Exploring Capitalism in the Economy of Early Modern Gujarat: The Structure and Organization of Textile Production and the Market in Surat in the Eighteenth Century

Historia crítica, 2023

Objective/Context: This study has two main goals. First, it explores the structural and organizational dynamics of the textile industry and the market in early modern India, eighteenth-century Gujarat in particular. In this context, the paper also examines how the ascendancy of the English East India Company in the political economy of Western India and the region’s transition to a colonial economy impacted the industry, the market, and the relationship between weavers and merchants. Methodology: This paper draws on the literature on textile production and trade, as well as on capitalism in early modern and colonial India, and uses evidence about Gujarat from the records of the English and Dutch East India Companies.

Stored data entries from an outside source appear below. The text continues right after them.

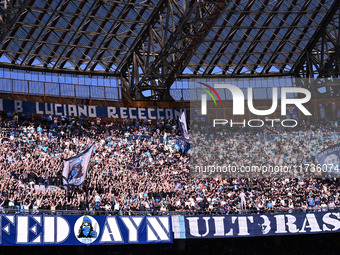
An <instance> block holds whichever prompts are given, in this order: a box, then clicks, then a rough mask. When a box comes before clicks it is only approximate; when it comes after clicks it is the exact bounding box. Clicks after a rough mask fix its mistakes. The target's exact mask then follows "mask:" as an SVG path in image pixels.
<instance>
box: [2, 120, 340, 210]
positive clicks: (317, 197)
mask: <svg viewBox="0 0 340 255" xmlns="http://www.w3.org/2000/svg"><path fill="white" fill-rule="evenodd" d="M308 124H310V123H308ZM308 127H310V125H308ZM294 132H295V133H296V134H299V133H300V139H295V136H294V135H292V131H290V136H289V137H288V138H287V139H286V140H285V141H283V142H280V141H275V139H277V138H278V136H279V135H277V134H272V135H271V136H270V135H267V136H266V137H264V134H263V131H262V133H261V131H259V132H256V133H251V132H250V131H249V130H246V129H242V130H238V131H237V134H238V135H239V137H237V138H235V139H233V137H234V136H235V133H236V131H230V132H229V134H228V135H229V136H224V137H225V139H227V140H229V148H225V149H226V150H225V153H226V154H233V153H232V152H237V153H238V155H236V156H230V160H232V161H233V162H240V163H241V162H247V161H250V162H251V161H252V160H254V159H253V157H254V155H256V157H257V159H258V160H260V161H261V160H266V161H267V162H272V163H273V164H283V163H284V164H288V165H289V164H293V163H292V162H294V163H297V161H298V162H314V161H315V157H314V156H313V155H316V153H318V152H319V151H321V150H322V149H324V147H326V146H330V145H333V144H336V143H339V142H340V137H339V135H338V132H337V124H336V122H332V124H331V125H329V123H328V124H327V125H325V124H320V123H319V124H315V125H314V128H313V129H310V128H308V130H307V128H306V126H303V125H300V126H299V127H296V128H295V129H294ZM165 133H167V136H166V138H165V137H164V134H165ZM301 133H302V134H301ZM259 136H262V139H261V143H262V145H259V144H257V142H258V137H259ZM280 136H284V137H286V136H285V132H284V130H282V132H280ZM0 139H1V144H2V150H1V155H0V170H1V177H0V178H1V181H0V190H1V193H0V201H1V202H0V204H1V210H2V211H3V212H16V213H19V212H20V213H38V212H39V213H53V214H54V213H77V211H88V212H91V213H93V214H119V215H123V214H124V215H131V214H132V215H134V214H137V215H138V214H176V213H182V214H198V213H208V214H238V213H268V212H293V211H294V212H296V211H304V212H306V211H308V210H312V211H328V210H335V209H336V208H338V207H339V191H340V187H339V180H338V179H328V178H324V179H319V178H288V177H286V178H275V179H270V178H238V179H237V178H235V179H233V178H217V177H210V178H194V177H191V176H190V174H189V168H190V161H189V154H187V153H185V152H183V150H182V148H181V147H180V144H181V143H182V141H181V135H180V131H179V127H178V123H176V121H170V120H169V121H168V120H158V121H157V123H155V124H152V123H151V122H148V121H143V120H135V121H132V120H125V122H124V123H123V124H118V123H111V122H107V120H105V119H104V120H102V121H101V120H99V119H98V120H94V119H92V120H83V119H75V118H65V117H60V118H57V117H53V116H46V117H44V116H42V117H41V118H40V117H37V118H36V119H29V118H28V117H27V116H24V117H22V116H18V115H15V114H14V116H9V115H8V114H5V113H4V114H3V115H2V119H1V137H0ZM273 139H274V140H273ZM216 140H221V137H218V136H217V137H216ZM302 141H303V146H299V145H300V142H302ZM89 144H94V146H95V147H94V152H93V156H92V160H91V162H90V167H89V170H88V176H87V181H86V182H85V184H84V185H81V186H69V187H66V188H65V187H64V185H63V181H62V173H61V171H62V159H65V158H70V157H72V156H74V155H77V154H78V153H80V152H81V151H83V150H85V149H86V147H87V146H88V145H89ZM301 144H302V143H301ZM315 144H317V146H315ZM252 148H255V150H256V151H253V149H252ZM261 148H262V149H261ZM263 148H269V149H268V150H267V149H263ZM294 148H295V149H294ZM249 152H251V153H249ZM275 160H278V162H276V161H275ZM295 160H297V161H295Z"/></svg>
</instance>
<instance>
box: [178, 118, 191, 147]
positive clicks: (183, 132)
mask: <svg viewBox="0 0 340 255" xmlns="http://www.w3.org/2000/svg"><path fill="white" fill-rule="evenodd" d="M179 125H180V127H181V133H182V137H183V140H184V145H185V149H184V150H185V151H188V150H189V149H190V140H189V133H188V128H187V120H186V117H185V112H182V114H181V116H180V117H179Z"/></svg>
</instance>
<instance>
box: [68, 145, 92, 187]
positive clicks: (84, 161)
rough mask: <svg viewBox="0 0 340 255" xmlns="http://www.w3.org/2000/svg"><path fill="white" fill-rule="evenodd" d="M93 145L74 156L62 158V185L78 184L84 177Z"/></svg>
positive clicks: (75, 185) (81, 181)
mask: <svg viewBox="0 0 340 255" xmlns="http://www.w3.org/2000/svg"><path fill="white" fill-rule="evenodd" d="M92 150H93V145H92V146H91V147H90V148H88V149H87V150H85V151H84V152H82V153H80V154H78V155H77V156H75V157H72V158H68V159H64V169H63V183H64V185H75V186H78V185H80V184H82V183H83V182H84V180H85V179H86V173H87V169H88V166H89V162H90V159H91V154H92Z"/></svg>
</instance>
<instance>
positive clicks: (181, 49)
mask: <svg viewBox="0 0 340 255" xmlns="http://www.w3.org/2000/svg"><path fill="white" fill-rule="evenodd" d="M5 3H6V4H5ZM1 8H2V9H1V10H0V16H1V18H2V20H0V22H2V23H3V24H2V26H1V30H0V33H1V34H0V66H1V67H7V68H23V69H26V70H41V71H52V72H68V73H82V74H101V75H117V76H121V77H122V78H123V79H122V80H123V81H122V85H123V86H124V87H125V88H126V90H127V91H129V93H130V94H131V95H135V96H136V95H137V94H138V93H139V92H140V91H143V90H147V89H149V90H150V89H151V90H156V91H158V92H161V93H160V94H162V95H163V94H164V91H166V90H168V89H169V88H170V87H171V85H172V83H173V82H174V81H175V80H176V79H177V78H183V77H216V76H220V77H232V76H233V77H238V76H240V77H244V76H257V75H259V76H266V75H295V74H296V73H297V72H300V71H301V69H304V68H303V65H304V63H305V61H306V58H307V53H308V52H309V53H310V52H312V51H313V49H314V48H315V47H316V45H317V43H318V41H320V40H321V39H320V38H323V40H324V37H323V35H325V34H326V36H327V30H328V36H327V38H326V39H327V42H330V43H328V45H329V47H327V52H328V53H330V54H331V53H332V52H333V53H334V52H335V51H336V46H334V45H338V38H337V37H338V36H337V35H336V34H335V33H333V31H332V29H333V30H338V27H336V26H338V24H339V22H338V21H337V22H336V23H337V24H335V23H334V24H335V27H332V28H329V27H328V26H329V24H331V21H332V20H333V21H334V16H335V15H336V14H337V10H338V8H339V1H338V0H223V1H214V0H206V1H201V0H192V1H188V0H182V1H173V0H145V1H140V0H133V1H109V0H100V1H99V0H88V1H86V0H82V1H77V0H65V1H56V0H4V2H3V3H2V5H1ZM334 24H333V25H334ZM329 31H330V32H329ZM319 39H320V40H319ZM332 40H333V44H332ZM325 51H326V49H325V48H324V50H323V52H325ZM314 53H315V52H314ZM330 54H325V56H322V58H323V59H322V60H323V61H324V62H325V61H326V59H327V58H330ZM314 55H315V54H314ZM316 55H320V53H316ZM322 55H323V54H322ZM314 63H315V61H314ZM317 68H318V67H317V65H315V67H312V69H313V70H312V72H314V71H318V70H317ZM319 68H321V67H319Z"/></svg>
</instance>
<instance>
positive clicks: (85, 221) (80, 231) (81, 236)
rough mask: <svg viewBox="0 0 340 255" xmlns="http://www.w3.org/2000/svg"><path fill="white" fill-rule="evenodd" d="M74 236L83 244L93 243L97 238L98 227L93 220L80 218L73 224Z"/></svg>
mask: <svg viewBox="0 0 340 255" xmlns="http://www.w3.org/2000/svg"><path fill="white" fill-rule="evenodd" d="M74 235H75V236H76V238H77V239H78V241H79V242H81V243H83V244H90V243H93V242H94V241H95V240H96V239H97V237H98V236H99V225H98V222H97V221H96V219H95V218H93V217H91V216H86V215H85V216H82V217H80V218H79V219H78V220H77V221H76V223H75V224H74Z"/></svg>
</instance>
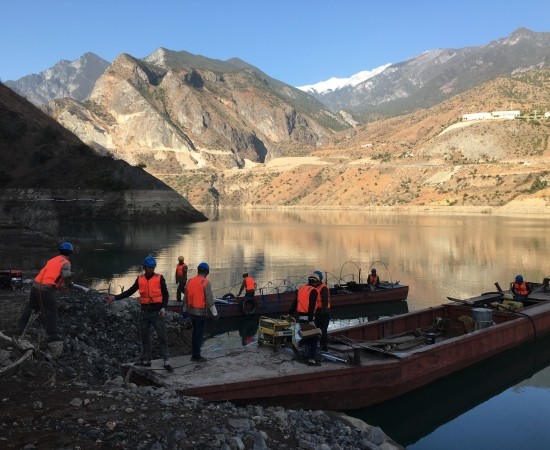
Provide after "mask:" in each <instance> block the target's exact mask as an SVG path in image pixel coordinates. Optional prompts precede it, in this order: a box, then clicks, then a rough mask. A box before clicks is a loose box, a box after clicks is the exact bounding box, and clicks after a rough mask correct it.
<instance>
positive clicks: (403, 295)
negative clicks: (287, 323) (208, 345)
mask: <svg viewBox="0 0 550 450" xmlns="http://www.w3.org/2000/svg"><path fill="white" fill-rule="evenodd" d="M349 277H351V278H353V279H351V280H346V278H349ZM346 278H342V277H335V278H333V279H334V280H335V282H334V283H331V279H330V278H328V277H327V279H328V287H329V289H330V298H331V310H339V309H341V308H346V307H351V306H360V305H372V304H378V303H388V302H398V301H406V300H407V297H408V294H409V286H407V285H404V284H401V283H400V282H399V281H395V282H393V281H381V282H380V284H379V286H378V287H376V288H374V289H373V288H371V286H369V285H368V284H367V283H364V282H362V280H361V270H360V269H359V272H358V274H356V275H354V274H352V275H348V276H347V277H346ZM306 283H307V281H306V280H305V279H304V278H303V277H296V278H295V279H293V278H287V279H285V280H282V282H279V283H273V282H268V283H266V284H264V285H263V286H262V287H260V288H259V289H257V294H256V295H255V296H254V298H247V297H235V295H233V294H231V293H227V294H225V295H223V296H222V297H219V298H216V299H215V300H216V309H217V311H218V314H219V316H220V318H221V319H223V318H229V317H243V316H265V315H271V316H272V315H277V314H286V313H287V312H288V310H289V309H290V305H291V304H292V301H293V300H294V299H295V298H296V293H297V291H298V289H299V287H300V286H301V285H302V284H306ZM168 308H169V309H170V310H172V311H181V304H180V303H177V302H170V303H169V305H168Z"/></svg>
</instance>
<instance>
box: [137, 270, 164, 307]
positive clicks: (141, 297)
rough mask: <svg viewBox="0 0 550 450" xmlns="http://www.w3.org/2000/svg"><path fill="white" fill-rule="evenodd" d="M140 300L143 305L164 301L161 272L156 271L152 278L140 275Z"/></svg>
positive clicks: (139, 277) (138, 282)
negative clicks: (162, 297)
mask: <svg viewBox="0 0 550 450" xmlns="http://www.w3.org/2000/svg"><path fill="white" fill-rule="evenodd" d="M138 287H139V301H140V303H141V304H142V305H149V304H150V303H162V290H161V288H160V274H158V273H155V274H154V275H153V276H152V277H151V278H149V279H147V278H145V275H140V276H139V277H138Z"/></svg>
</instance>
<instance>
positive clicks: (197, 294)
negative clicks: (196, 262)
mask: <svg viewBox="0 0 550 450" xmlns="http://www.w3.org/2000/svg"><path fill="white" fill-rule="evenodd" d="M208 283H210V282H209V281H208V280H207V279H206V278H204V277H201V276H200V275H197V276H194V277H193V278H191V279H190V280H189V281H188V282H187V284H186V285H185V298H186V299H187V306H188V307H189V308H197V309H199V308H206V296H205V295H204V288H205V286H206V285H207V284H208Z"/></svg>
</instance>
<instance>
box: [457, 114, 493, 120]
mask: <svg viewBox="0 0 550 450" xmlns="http://www.w3.org/2000/svg"><path fill="white" fill-rule="evenodd" d="M490 118H491V113H471V114H464V115H463V116H462V120H483V119H490Z"/></svg>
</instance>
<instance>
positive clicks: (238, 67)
mask: <svg viewBox="0 0 550 450" xmlns="http://www.w3.org/2000/svg"><path fill="white" fill-rule="evenodd" d="M50 113H51V115H52V116H53V117H54V118H55V119H56V120H58V121H59V123H61V124H62V125H63V126H64V127H65V128H67V129H69V130H71V131H73V132H74V133H75V134H77V135H78V136H79V137H80V138H81V139H82V140H83V141H84V142H86V143H88V144H89V145H92V146H93V147H94V148H96V150H98V151H100V152H103V153H109V154H113V155H114V156H115V157H118V158H121V159H124V160H126V161H127V162H129V163H130V164H134V165H140V166H142V167H146V168H147V170H148V171H150V173H152V174H154V175H157V174H158V173H159V171H161V172H163V173H175V174H177V173H181V172H182V171H184V170H190V169H199V168H202V167H217V168H231V167H243V166H244V165H245V161H246V160H249V161H252V162H255V163H265V162H266V161H268V160H269V159H271V158H274V157H277V156H281V155H285V154H293V153H297V152H302V153H304V154H306V153H308V152H309V151H310V149H314V148H316V147H318V146H321V145H324V144H326V143H328V142H330V140H331V139H332V135H333V133H334V132H335V131H339V130H342V129H345V128H347V127H349V125H348V124H347V123H346V122H344V120H343V119H342V118H340V117H338V116H337V115H335V114H333V113H331V112H330V111H328V110H327V109H326V108H324V107H323V106H322V105H321V103H319V102H318V101H317V100H315V99H314V98H313V97H311V96H310V95H308V94H306V93H304V92H302V91H300V90H298V89H295V88H293V87H291V86H288V85H285V84H284V83H281V82H279V81H277V80H274V79H272V78H270V77H268V76H267V75H265V74H263V73H262V72H260V71H259V70H257V69H255V68H253V67H252V66H249V65H248V64H246V63H244V62H242V61H240V60H237V59H234V60H229V61H217V60H210V59H208V58H204V57H200V56H196V55H191V54H190V53H187V52H172V51H169V50H165V49H159V50H157V51H156V52H155V53H153V54H152V55H150V56H149V57H147V58H145V59H143V60H140V59H136V58H134V57H132V56H130V55H126V54H123V55H120V56H119V57H118V58H116V60H115V61H114V62H113V64H112V65H111V66H110V67H109V68H108V69H107V70H106V71H105V73H104V74H103V75H102V76H101V77H99V79H98V80H97V82H96V84H95V87H94V89H93V91H92V92H91V94H90V96H89V97H88V98H87V99H86V100H85V101H83V102H78V101H76V100H74V99H63V100H56V101H54V102H52V103H51V104H50ZM158 162H161V165H160V167H157V163H158Z"/></svg>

Originality: This paper argues that the relationship between weavers and merchants in Surat/Gujarat was dynamic, complementary, and at times, contentious. None of them was able to dominate the relationship, and the English East India Company could not substitute a coercion-based production relation for a market-based one. Conclusions: The dynamics—such as product specialization and innovation, division of labor, the contract system, and forward buying—point to the existence of commercial capitalism in the textile economy. The paper also argues that because of the extraordinary diversity of people engaged in the industry and their varying professional and transactional experiences, it is relevant to recognize that commercial capitalism represents a mode of production that co-existed with others in the economy.